When the defendant is the State: revisiting the Panará compensation action in light of the right to memory, truth, reparation and accountability for non-repetition
Panara, compensation claim, reparation, transitional justice, military dictatorship.
This research addresses the condemnation of the Union and Funai in the early 2000s by the Brazilian judiciary. Conviction that forced the defendants to pay 4 thousand minimum wages in compensation to the Panará indigenous people. This compensation action and subsequent conviction was due to the moral and material damages caused by the action and omission of the State at the time of contact with these people in the early 1970s, when the BR-163 was opened and the subsequent removal of these people to the Xingu Indigenous Park. This process, from contact to removal, in less than 2 years, claimed the lives of more than 170 Panará. The research intends to revisit this compensation action from its beginning in 1994 until the partial victory in court in 2000. A paradigmatic action in which an indigenous people achieved success against projects carried out by the Brazilian state during the period of the military dictatorship.

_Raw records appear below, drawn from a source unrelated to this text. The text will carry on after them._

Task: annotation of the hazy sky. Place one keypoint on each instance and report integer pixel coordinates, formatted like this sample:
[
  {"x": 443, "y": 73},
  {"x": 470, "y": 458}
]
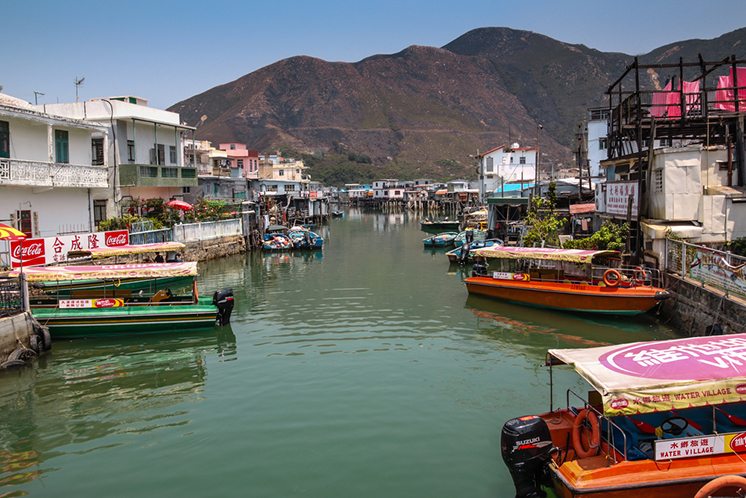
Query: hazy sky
[{"x": 167, "y": 51}]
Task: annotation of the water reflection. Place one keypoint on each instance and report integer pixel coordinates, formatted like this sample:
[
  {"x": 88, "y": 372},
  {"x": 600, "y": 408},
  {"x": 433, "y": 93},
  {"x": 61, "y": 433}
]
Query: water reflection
[{"x": 89, "y": 395}]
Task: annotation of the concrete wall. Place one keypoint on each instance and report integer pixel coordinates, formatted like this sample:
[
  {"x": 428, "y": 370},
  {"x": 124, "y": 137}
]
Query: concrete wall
[
  {"x": 214, "y": 248},
  {"x": 13, "y": 329},
  {"x": 58, "y": 209},
  {"x": 693, "y": 308}
]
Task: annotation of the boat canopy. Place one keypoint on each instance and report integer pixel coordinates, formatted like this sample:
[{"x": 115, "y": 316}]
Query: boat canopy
[
  {"x": 108, "y": 272},
  {"x": 659, "y": 376},
  {"x": 105, "y": 252},
  {"x": 543, "y": 253}
]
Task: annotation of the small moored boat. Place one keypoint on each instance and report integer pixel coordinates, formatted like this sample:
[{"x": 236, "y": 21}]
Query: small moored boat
[
  {"x": 664, "y": 419},
  {"x": 566, "y": 279},
  {"x": 443, "y": 239},
  {"x": 118, "y": 311},
  {"x": 465, "y": 254}
]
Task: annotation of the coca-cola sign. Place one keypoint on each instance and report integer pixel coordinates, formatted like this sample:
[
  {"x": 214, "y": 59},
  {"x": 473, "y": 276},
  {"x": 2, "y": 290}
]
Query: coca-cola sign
[
  {"x": 117, "y": 238},
  {"x": 28, "y": 252}
]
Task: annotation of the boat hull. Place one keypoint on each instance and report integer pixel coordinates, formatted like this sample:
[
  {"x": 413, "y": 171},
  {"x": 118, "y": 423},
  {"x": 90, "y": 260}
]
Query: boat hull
[
  {"x": 125, "y": 320},
  {"x": 569, "y": 297}
]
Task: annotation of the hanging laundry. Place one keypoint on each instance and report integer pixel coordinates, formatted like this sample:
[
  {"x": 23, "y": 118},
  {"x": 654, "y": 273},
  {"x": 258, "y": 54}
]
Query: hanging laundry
[{"x": 660, "y": 99}]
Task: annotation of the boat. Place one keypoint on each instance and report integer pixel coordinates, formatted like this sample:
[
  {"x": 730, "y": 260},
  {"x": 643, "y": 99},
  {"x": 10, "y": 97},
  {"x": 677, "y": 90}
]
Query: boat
[
  {"x": 123, "y": 311},
  {"x": 438, "y": 225},
  {"x": 276, "y": 242},
  {"x": 662, "y": 419},
  {"x": 475, "y": 236},
  {"x": 465, "y": 254},
  {"x": 566, "y": 279},
  {"x": 443, "y": 239},
  {"x": 303, "y": 238},
  {"x": 94, "y": 287}
]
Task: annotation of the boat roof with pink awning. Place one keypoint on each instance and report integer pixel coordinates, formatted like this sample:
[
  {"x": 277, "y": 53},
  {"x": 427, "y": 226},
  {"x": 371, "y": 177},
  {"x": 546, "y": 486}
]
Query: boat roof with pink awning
[{"x": 644, "y": 377}]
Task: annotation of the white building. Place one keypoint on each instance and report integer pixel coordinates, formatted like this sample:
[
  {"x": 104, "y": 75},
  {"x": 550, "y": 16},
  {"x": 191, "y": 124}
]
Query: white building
[
  {"x": 146, "y": 150},
  {"x": 53, "y": 172},
  {"x": 507, "y": 164}
]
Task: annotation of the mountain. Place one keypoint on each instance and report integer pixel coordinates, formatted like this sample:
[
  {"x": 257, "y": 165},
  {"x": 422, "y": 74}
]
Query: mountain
[{"x": 424, "y": 110}]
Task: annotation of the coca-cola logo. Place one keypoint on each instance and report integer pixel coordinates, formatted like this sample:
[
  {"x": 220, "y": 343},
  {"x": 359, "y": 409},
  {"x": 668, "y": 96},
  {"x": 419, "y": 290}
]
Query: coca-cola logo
[
  {"x": 738, "y": 443},
  {"x": 618, "y": 404},
  {"x": 28, "y": 250},
  {"x": 117, "y": 239}
]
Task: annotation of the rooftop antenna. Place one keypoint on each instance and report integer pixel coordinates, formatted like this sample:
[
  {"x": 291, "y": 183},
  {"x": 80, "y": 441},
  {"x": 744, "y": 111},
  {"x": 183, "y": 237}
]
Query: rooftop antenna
[{"x": 78, "y": 82}]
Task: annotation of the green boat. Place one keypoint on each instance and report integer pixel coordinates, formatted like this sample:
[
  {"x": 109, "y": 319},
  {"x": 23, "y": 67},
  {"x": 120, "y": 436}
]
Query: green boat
[{"x": 162, "y": 311}]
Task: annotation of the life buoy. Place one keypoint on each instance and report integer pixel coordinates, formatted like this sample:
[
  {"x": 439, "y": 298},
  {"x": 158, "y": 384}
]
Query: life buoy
[
  {"x": 640, "y": 275},
  {"x": 577, "y": 427},
  {"x": 720, "y": 483},
  {"x": 612, "y": 282}
]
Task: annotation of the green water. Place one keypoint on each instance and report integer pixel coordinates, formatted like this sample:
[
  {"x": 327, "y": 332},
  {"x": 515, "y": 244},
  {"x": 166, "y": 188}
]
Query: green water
[{"x": 364, "y": 371}]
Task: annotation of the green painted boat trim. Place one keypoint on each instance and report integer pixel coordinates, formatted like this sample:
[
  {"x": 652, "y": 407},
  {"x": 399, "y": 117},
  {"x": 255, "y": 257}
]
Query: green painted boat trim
[{"x": 95, "y": 322}]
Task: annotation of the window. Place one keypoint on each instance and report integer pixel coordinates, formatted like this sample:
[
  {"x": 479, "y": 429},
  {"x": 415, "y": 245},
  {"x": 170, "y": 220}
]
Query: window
[
  {"x": 61, "y": 146},
  {"x": 24, "y": 221},
  {"x": 99, "y": 211},
  {"x": 659, "y": 180},
  {"x": 4, "y": 139},
  {"x": 97, "y": 151},
  {"x": 161, "y": 154}
]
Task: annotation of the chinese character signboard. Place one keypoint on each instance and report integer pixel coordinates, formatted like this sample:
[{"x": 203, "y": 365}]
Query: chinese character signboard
[
  {"x": 672, "y": 449},
  {"x": 54, "y": 249},
  {"x": 618, "y": 195}
]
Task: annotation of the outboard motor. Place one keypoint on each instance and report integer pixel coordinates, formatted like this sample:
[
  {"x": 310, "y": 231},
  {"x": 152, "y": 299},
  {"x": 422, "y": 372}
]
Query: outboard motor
[
  {"x": 526, "y": 446},
  {"x": 223, "y": 299}
]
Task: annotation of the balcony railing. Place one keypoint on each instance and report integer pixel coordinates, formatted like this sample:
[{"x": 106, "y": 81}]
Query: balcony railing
[
  {"x": 47, "y": 174},
  {"x": 153, "y": 175}
]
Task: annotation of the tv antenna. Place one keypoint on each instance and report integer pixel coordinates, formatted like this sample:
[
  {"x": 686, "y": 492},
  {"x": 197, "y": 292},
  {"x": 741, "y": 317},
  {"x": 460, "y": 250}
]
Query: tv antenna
[{"x": 78, "y": 82}]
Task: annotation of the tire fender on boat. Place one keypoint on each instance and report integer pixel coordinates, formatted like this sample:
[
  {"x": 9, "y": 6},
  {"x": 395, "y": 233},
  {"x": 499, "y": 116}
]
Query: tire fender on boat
[
  {"x": 609, "y": 282},
  {"x": 577, "y": 427},
  {"x": 720, "y": 483}
]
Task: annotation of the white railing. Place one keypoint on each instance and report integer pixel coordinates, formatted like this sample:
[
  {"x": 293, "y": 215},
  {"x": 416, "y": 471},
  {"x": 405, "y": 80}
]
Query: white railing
[
  {"x": 719, "y": 269},
  {"x": 47, "y": 174},
  {"x": 207, "y": 230}
]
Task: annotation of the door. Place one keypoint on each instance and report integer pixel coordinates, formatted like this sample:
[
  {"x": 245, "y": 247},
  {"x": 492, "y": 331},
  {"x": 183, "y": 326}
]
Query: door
[{"x": 61, "y": 146}]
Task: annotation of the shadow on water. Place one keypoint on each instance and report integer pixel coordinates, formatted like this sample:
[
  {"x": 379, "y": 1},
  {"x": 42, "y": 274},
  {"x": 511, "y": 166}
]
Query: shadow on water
[
  {"x": 85, "y": 390},
  {"x": 565, "y": 329}
]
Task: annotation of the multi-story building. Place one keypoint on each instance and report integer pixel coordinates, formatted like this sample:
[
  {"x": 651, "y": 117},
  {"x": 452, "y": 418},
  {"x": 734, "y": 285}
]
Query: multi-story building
[
  {"x": 146, "y": 150},
  {"x": 506, "y": 164},
  {"x": 53, "y": 171}
]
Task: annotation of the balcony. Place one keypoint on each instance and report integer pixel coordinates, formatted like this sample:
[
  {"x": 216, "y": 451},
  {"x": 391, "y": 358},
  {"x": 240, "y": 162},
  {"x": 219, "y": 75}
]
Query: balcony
[
  {"x": 153, "y": 175},
  {"x": 17, "y": 172}
]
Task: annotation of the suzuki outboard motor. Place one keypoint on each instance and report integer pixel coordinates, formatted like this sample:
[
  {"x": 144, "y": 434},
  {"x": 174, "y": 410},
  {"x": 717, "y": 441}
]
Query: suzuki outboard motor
[
  {"x": 223, "y": 299},
  {"x": 526, "y": 447}
]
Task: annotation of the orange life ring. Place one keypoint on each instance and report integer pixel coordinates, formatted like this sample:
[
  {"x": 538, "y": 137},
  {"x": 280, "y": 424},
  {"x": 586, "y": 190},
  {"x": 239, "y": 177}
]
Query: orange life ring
[
  {"x": 609, "y": 282},
  {"x": 577, "y": 427},
  {"x": 720, "y": 483}
]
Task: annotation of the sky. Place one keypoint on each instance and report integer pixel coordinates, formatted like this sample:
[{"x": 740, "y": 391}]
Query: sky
[{"x": 167, "y": 51}]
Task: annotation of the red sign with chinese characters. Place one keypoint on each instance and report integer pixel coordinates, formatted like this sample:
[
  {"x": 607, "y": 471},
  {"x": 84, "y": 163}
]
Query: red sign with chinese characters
[{"x": 54, "y": 249}]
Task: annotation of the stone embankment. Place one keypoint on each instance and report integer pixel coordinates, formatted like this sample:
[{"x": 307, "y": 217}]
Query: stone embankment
[{"x": 695, "y": 310}]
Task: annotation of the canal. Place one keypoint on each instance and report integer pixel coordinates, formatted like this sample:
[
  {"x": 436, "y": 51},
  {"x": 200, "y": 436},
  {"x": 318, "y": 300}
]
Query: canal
[{"x": 361, "y": 371}]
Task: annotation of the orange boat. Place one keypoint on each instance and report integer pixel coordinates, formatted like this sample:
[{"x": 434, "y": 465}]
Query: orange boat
[
  {"x": 566, "y": 279},
  {"x": 664, "y": 419}
]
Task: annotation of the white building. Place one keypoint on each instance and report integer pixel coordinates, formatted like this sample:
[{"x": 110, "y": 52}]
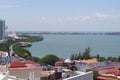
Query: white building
[
  {"x": 4, "y": 75},
  {"x": 81, "y": 76},
  {"x": 2, "y": 29}
]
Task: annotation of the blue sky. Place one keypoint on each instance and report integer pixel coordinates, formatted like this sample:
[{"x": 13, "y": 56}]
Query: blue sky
[{"x": 61, "y": 15}]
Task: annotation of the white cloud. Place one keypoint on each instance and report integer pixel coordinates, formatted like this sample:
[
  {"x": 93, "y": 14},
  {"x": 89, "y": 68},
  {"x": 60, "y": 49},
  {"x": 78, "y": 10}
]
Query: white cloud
[
  {"x": 98, "y": 18},
  {"x": 3, "y": 6}
]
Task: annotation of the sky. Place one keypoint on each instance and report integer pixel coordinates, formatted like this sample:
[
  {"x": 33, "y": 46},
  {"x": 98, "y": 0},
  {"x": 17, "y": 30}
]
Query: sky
[{"x": 61, "y": 15}]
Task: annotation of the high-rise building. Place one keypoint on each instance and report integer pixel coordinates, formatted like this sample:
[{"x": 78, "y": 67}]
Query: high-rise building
[{"x": 2, "y": 29}]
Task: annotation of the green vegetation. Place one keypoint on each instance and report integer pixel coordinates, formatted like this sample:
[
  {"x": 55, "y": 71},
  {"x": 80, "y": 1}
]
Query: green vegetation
[{"x": 49, "y": 59}]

The research will investigate how the reparation was implemented as a compensation action and demarcation policy for part of the Panará territory, emphasizing, mainly, the incompleteness of the compensation as a transitional justice, recently incorporated into the debate. Considering, however, the originality and the context of the action, which did not have many other examples to reference, we will approach this context through collaborative research with the Panará leaders themselves, also bringing historical documents, some parallels with other actions that seek justice for other indigenous peoples of Latin America who were victims of the dictatorship, and interviews with agents involved in the process, as well as the advances achieved through the work of Brazil's National Truth Commission and its recommendations regarding violations of the human rights of indigenous peoples in the context of military dictatorship.